Nie żyje Paweł Szwed, redaktor naczelny wyd. Wielka Litera
Szwed był wśród założycieli wydawnictwa Wielka Litera (screen: YouTube/Bukbuk)
W wieku 54 lat zmarł Paweł Szwed, redaktor naczelny wydawnictwa Wielka Litera. Żegnają go osobowości świata literatury i mediów.
O śmierci Szweda w czwartek wieczorem poinformowano na Facebooku wyd. Wielka Litera. "Byłeś mentorem i przyjacielem. Zawsze ambitny, z luzem i humorem, którym zjednywałeś sobie ludzi. Nie było dla Ciebie sytuacji bez wyjścia i niesamowita była ta świadomość, że mogliśmy zawsze na Ciebie liczyć. Na pierwszym miejscu zawsze byli dla Ciebie ludzie, zawsze powtarzałeś, że jesteśmy jednym organizmem i działamy razem" - czytamy w pożegnaniu na profilu wydawnictwa.

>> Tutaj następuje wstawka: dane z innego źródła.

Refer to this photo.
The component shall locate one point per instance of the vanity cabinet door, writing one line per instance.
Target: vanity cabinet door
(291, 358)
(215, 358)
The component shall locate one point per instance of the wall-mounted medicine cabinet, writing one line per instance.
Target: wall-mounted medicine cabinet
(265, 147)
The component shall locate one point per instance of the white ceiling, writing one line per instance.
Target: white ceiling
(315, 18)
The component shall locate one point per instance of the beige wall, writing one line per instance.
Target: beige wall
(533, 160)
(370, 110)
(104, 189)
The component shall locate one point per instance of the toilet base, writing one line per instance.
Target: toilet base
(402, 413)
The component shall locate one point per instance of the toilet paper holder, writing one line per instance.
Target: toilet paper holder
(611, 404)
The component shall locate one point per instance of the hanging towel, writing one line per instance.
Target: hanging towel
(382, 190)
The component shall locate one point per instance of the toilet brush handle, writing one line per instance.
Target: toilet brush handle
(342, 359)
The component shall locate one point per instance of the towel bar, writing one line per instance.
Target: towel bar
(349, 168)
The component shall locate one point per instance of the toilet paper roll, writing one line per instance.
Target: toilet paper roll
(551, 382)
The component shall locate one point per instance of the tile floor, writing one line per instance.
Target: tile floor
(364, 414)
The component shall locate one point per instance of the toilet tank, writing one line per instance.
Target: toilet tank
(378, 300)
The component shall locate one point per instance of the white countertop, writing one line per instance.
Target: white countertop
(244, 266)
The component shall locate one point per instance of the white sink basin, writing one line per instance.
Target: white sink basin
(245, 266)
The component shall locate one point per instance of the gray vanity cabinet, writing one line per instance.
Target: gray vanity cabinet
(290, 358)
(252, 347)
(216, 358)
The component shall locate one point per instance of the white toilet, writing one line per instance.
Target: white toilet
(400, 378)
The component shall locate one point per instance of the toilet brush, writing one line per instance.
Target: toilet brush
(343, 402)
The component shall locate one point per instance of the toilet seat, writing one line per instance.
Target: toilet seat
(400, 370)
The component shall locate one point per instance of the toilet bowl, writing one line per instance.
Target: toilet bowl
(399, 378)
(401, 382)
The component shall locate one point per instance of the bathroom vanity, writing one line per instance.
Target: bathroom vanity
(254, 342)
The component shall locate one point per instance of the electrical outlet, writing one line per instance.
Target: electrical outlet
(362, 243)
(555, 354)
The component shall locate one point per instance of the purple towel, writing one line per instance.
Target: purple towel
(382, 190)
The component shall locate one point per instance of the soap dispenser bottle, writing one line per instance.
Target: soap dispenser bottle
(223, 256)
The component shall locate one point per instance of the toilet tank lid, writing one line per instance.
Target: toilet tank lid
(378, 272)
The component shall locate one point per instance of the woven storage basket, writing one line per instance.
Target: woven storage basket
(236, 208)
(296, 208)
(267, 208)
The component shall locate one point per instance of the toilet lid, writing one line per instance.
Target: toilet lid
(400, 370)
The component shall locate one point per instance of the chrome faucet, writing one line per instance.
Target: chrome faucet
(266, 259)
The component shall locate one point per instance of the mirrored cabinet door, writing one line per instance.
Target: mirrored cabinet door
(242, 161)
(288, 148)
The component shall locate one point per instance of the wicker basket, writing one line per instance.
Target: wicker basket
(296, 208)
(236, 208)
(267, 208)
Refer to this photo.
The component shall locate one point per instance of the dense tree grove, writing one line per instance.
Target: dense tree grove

Paweł Szwed urodził się w 1967 roku. Był współzałożycielem oficyny Wielka Litera, która powstała w 2011 roku. Zasiadał również w zarządzie wydawnictwa. Wcześniej związany z wydawnictwem Świat Książki, gdzie pełnił funkcję szefa działu prozy polskiej i redaktora naczelnego.

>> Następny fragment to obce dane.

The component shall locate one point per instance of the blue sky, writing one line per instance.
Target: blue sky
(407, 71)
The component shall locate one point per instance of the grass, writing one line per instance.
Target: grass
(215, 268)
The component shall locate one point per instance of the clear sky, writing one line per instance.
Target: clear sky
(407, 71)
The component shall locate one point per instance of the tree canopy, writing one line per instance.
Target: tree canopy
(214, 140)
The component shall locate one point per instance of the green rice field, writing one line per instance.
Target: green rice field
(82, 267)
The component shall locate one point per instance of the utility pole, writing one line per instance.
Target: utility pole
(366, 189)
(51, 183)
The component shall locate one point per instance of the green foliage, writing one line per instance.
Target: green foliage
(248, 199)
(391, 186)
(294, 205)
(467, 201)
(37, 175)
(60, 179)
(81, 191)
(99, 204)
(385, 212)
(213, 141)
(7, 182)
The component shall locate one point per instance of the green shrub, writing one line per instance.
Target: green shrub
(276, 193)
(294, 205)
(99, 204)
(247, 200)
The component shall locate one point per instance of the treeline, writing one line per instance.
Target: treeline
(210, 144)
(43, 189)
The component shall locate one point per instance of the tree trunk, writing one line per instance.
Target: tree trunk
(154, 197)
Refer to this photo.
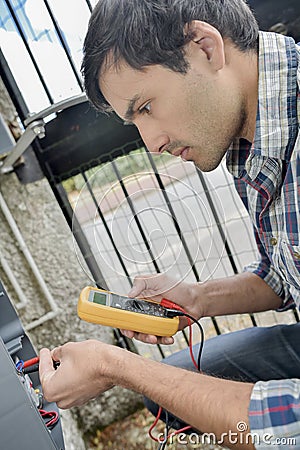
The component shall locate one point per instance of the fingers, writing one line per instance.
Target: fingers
(139, 285)
(46, 369)
(148, 338)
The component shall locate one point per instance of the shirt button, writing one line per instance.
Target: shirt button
(273, 241)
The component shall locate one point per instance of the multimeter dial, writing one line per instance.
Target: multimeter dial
(137, 305)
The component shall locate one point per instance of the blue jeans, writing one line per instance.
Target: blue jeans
(250, 355)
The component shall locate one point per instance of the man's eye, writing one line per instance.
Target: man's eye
(146, 108)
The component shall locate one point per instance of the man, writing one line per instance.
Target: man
(200, 81)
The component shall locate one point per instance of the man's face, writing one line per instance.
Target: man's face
(194, 115)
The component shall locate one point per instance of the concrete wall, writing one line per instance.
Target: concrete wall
(51, 244)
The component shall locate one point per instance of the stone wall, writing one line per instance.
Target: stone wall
(50, 242)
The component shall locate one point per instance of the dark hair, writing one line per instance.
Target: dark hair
(147, 32)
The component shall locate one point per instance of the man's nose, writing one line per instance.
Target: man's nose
(155, 140)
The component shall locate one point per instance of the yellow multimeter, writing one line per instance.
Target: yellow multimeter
(113, 310)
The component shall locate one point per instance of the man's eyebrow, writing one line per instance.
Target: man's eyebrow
(129, 114)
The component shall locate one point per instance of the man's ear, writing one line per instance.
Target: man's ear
(207, 39)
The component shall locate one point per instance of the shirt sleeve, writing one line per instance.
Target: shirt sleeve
(265, 270)
(274, 414)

"Autorki i autorzy stracili wydawcę o szerokich horyzontach i świetnych pomysłach.
Niestety, Paweł przegrał z covidem" - tak Szweda pożegnał na Facebooku reportażysta Mariusz Szczygieł.
"To jeden z tych nielicznych ludzi, którzy w realny i konkretny sposób wpłynęli na moje życie i to pozytywnie. I wielu innych. Miał nosa do ludzi i do tekstów" - napisał o zmarłym na Facebooku dziennikarz Marcin Meller.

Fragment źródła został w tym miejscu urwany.